While I write mostly about fisheries, by far the two most read blog-posts I have written (over 5000 visits!), relate to the levels of mercury in tuna in relationship to the area of capture (here - 2017 and here -2019)… It seems that more people is worried about eating them, than about their sustainability, legality or the welfare of those that catch it… which is saying something!
The latest SPC Fisheries Bulletin, presents an article by some of the authors of that 2019 paper I blogged about that presents their findings in a “less formal” way than a scientific paper and with some amazing illustrations, is totally recomendable (as al of the articles of the SPC fisheries bulletin!) read it from here!
I really like a section that explain where methylmercury in the ocean come from, and the illustration, so I quote it below… yet as usual, read the original!
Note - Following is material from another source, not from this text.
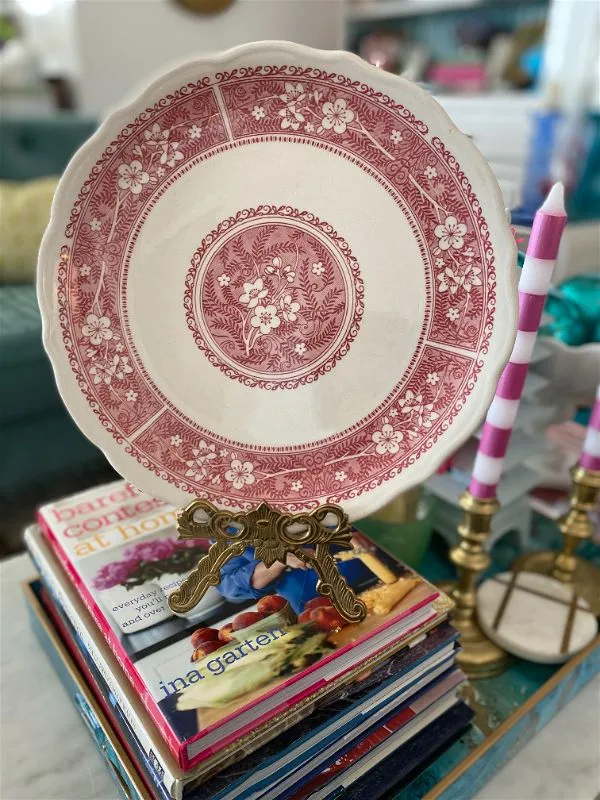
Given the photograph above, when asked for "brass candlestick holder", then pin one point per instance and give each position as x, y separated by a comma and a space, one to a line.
576, 527
479, 658
273, 535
Mercury is emitted into the atmosphere through natural sources such as volcanoes, but more extensively through human activities such as burning coal and fossil fuels, industrial waste, and small-scale gold mining. The gaseous form of mercury in the atmosphere is gradually deposited into the oceans in the form of dissolved mercury, or methylmercury. Human-caused mercury emissions have been, for example, responsible for a threefold increase in mercury concentrations dissolved in the surface layers of the world’s oceans since the industrial revolution (Lamborg et al. 2014). A fraction of the dissolved mercury is naturally converted into methylmercury by sulphate-reducing bacteria, in which case the process is referred to as mercury methylation. This conversion is particularly intense in the less oxygenated deeper ocean waters (between depths of 400 m and 800 m). Also, in the surface layers, the dissolved methylmercury and mercury are degraded by light and re-emitted into the atmosphere in a gaseous mercury form (photo-reduction process). The production of methylmercury in the oceans, therefore, depends on the balance between methylation, which is more intense in less oxygenated zones (deeper ocean layers), and photo-reduction, which is more intense in surface ocean layers. The balance between these reactions explains the trend towards an increase in methylmercury concentrations with depth.
This methylmercury is highly bioavailable for ingestion and fixing by the living organisms at the base of the food web. Its concentration increases naturally, by accumulation, because it is only eliminated in very small quantities by organisms, from the very first stages in the food web (plankton), up to the top predators (tuna and sharks), which contain the highest methylmercury levels. There are, however, many more grey areas in the ocean mercury cycle.